Madame [V] [U] épouse [P] ayant cessé de faire face aux échéances du crédit, la SA YOUNITED lui a adressé une lettre de mise en demeure de régler les échéances impayées en date du 08 août 2022, restée sans effet. Par suite, la SA YOUNITED lui a adressé un courrier du 14 novembre 2022 par lequel elle a prononcé la déchéance du terme du contrat.

Par acte de commissaire de justice en date du 14 mai 2024, la SA YOUNITED a ensuite fait assigner Madame [V] [U] épouse [P] devant le juge des contentieux de la protection de [Localité 8] pour obtenir, sous le bénéfice de l’exécution provisoire : - sa condamnation au paiement de 20.897,95 euros en principal avec intérêts au taux conventionnel de 5,73 % à compter du 14 novembre 2022, avec capitalisation des intérêts, - à titre subsidiaire, la résiliation judiciaire du contrat de prêt et sa condamnation au paiement de 20.897,95 euros en principal avec intérêts au taux légal à compter du jugement, - en tout état de cause, sa condamnation au paiement de 800 euros au titre de l'article 700 du Code de procédure civile et des entiers dépens.

A l’audience du 06 juin 2024, le magistrat a renvoyé le dossier et a sollicité que Madame [V] [U] épouse [P] soit recitée, dans la mesure où l’assignation du 14 mai 2024 avait été délivrée selon les modalités de l’article 659 du code de procédure civile, le commissaire de justice indiquant ne pas connaître le lieu de travail de celle-ci alors que ce lieu de travail ressortait des pièces du dossier qu’il avait en sa possession.

La SA YOUNITED a fait délivrer une nouvelle assignation à Madame [V] [U] épouse [P] par acte de commissaire de justice du 13 septembre 2024.

A l’audience du 25 novembre 2024, le magistrat soulève d’office l'éventuelle forclusion, les causes de déchéance du droit aux intérêts et l’éventuel caractère abusif de la clause résolutoire incluse dans le contrat, tels que prévus par le Code de la consommation.

La SA YOUNITED, représentée par la SELARL HKH, substituée par la SELARL ACTEIS, se réfère oralement à son assignation et maintient ses demandes.

A l’appui de ses prétentions, la SA YOUNITED expose que Madame [V] [U] épouse [P] ne s'est pas régulièrement acquittée du paiement des mensualités du crédit, de sorte qu’elle a été contrainte de provoquer la déchéance du terme.

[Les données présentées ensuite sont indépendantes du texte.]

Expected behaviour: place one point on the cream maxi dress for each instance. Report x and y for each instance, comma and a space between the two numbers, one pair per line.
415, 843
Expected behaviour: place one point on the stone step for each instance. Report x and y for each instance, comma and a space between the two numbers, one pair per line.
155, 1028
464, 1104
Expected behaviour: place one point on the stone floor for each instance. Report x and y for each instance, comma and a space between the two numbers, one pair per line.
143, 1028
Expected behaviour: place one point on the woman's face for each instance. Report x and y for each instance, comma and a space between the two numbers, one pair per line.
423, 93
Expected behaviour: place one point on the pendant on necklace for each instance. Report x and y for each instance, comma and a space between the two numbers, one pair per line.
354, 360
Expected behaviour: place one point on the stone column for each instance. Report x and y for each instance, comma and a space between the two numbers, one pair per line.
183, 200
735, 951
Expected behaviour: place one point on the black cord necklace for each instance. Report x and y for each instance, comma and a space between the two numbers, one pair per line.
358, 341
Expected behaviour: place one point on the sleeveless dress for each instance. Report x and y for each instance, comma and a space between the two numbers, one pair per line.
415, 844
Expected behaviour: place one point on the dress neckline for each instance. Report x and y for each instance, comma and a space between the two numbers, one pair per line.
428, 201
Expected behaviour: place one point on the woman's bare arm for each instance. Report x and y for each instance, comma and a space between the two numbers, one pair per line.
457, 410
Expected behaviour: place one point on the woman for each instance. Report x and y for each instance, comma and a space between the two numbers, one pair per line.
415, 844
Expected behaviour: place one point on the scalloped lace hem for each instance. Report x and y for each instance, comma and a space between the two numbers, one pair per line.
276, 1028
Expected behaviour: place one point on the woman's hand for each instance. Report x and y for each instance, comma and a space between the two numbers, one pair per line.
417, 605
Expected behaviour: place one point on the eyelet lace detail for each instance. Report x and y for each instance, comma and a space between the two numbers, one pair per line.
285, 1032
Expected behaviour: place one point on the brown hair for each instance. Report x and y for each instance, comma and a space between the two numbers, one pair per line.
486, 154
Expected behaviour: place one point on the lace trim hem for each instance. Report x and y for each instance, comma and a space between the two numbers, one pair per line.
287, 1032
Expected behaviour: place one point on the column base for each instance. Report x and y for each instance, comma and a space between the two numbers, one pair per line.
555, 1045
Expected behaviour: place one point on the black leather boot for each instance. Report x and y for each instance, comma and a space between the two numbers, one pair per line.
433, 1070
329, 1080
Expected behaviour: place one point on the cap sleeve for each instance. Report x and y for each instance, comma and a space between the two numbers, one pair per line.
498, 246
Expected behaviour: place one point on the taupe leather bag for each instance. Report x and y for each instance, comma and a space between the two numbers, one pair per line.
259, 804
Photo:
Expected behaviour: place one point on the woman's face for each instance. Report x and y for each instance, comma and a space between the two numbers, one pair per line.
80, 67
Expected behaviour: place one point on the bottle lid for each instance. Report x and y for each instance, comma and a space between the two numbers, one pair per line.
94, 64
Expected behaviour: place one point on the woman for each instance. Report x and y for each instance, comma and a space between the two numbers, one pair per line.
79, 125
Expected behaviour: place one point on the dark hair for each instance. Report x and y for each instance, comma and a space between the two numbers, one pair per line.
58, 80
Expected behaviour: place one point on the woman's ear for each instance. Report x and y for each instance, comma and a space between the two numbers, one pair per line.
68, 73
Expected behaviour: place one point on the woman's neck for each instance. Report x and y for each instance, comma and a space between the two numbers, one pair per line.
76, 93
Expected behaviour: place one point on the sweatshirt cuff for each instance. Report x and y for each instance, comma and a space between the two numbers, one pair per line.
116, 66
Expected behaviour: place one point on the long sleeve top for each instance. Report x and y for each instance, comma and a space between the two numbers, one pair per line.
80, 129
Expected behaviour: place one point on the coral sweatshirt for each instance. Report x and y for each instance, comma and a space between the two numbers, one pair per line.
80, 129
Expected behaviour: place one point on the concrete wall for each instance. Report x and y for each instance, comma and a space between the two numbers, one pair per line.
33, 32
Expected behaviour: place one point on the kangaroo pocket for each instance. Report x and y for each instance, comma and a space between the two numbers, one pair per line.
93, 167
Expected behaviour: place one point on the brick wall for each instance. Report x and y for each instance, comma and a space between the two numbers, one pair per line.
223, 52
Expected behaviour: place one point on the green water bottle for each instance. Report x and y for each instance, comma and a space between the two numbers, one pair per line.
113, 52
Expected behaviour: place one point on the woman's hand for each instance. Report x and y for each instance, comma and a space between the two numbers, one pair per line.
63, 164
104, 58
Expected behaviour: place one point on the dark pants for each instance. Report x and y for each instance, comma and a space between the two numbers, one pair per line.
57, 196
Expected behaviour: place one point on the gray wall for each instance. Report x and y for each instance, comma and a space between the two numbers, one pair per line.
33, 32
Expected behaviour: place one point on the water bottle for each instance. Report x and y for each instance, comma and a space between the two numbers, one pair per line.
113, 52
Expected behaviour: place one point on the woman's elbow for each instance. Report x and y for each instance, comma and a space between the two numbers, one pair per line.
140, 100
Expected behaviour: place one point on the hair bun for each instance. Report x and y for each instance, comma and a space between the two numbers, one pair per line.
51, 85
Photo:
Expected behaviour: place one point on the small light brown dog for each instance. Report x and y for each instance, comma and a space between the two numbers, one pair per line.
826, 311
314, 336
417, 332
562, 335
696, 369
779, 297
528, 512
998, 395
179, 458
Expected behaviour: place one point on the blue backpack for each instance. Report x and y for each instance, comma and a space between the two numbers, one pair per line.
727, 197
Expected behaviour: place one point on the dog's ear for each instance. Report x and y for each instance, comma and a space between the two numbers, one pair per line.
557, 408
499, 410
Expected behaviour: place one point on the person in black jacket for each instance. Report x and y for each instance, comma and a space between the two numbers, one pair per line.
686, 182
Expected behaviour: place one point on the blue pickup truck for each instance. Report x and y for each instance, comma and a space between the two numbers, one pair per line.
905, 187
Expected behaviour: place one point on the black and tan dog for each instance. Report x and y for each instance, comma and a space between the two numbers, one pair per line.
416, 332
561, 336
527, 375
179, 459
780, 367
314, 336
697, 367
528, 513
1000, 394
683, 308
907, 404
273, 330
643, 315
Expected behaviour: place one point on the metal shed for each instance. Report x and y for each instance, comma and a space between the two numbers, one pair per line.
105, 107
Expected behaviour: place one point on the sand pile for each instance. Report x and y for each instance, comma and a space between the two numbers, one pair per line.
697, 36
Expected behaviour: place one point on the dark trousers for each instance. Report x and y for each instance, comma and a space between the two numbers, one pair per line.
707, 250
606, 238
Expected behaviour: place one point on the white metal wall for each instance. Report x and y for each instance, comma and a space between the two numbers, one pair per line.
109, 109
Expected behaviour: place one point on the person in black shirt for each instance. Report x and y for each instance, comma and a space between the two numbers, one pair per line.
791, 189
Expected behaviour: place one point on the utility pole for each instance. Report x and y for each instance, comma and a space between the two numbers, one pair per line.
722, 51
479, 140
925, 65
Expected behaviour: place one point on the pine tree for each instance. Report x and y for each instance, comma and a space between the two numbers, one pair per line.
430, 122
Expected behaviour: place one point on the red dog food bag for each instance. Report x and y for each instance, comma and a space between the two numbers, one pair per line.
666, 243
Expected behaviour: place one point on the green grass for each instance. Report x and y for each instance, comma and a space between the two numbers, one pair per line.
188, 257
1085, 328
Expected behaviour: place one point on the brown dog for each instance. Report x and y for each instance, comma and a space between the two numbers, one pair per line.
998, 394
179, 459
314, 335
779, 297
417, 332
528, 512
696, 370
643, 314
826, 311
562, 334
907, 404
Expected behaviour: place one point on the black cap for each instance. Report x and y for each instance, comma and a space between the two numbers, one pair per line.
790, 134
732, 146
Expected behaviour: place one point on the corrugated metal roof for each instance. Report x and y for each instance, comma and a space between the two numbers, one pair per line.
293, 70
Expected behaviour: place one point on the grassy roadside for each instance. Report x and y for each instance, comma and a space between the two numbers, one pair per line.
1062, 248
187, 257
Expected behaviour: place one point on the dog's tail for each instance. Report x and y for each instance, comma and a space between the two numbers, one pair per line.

Concernant le respect des diverses obligations édictées par le Code de la consommation, la SA YOUNITED se défend de toute irrégularité.

Convoquée par acte de commissaire de justice signifié par remise selon les modalités de l'article 659 du code de procédure civile le 14 mai 2024, renouvelée le 13 septembre 2024, puis par avis de renvoi, Madame [V] [U] épouse [P] n'est ni présente ni représentée le 25 novembre 2023.

L'affaire a été mise en délibéré au 23 janvier 2025.

MOTIFS DE LA DECISION

En application de l'article 472 du code de procédure civile, en l'absence du défendeur, le Tribunal ne fait droit à la demande que s'il l'estime recevable, régulière et bien fondée.

I. SUR LA FORCLUSION

La forclusion de l’action en paiement est une fin de non-recevoir qui doit être relevée d’office par le juge, en vertu de l’article 125 du code de procédure civile, comme étant d'ordre public.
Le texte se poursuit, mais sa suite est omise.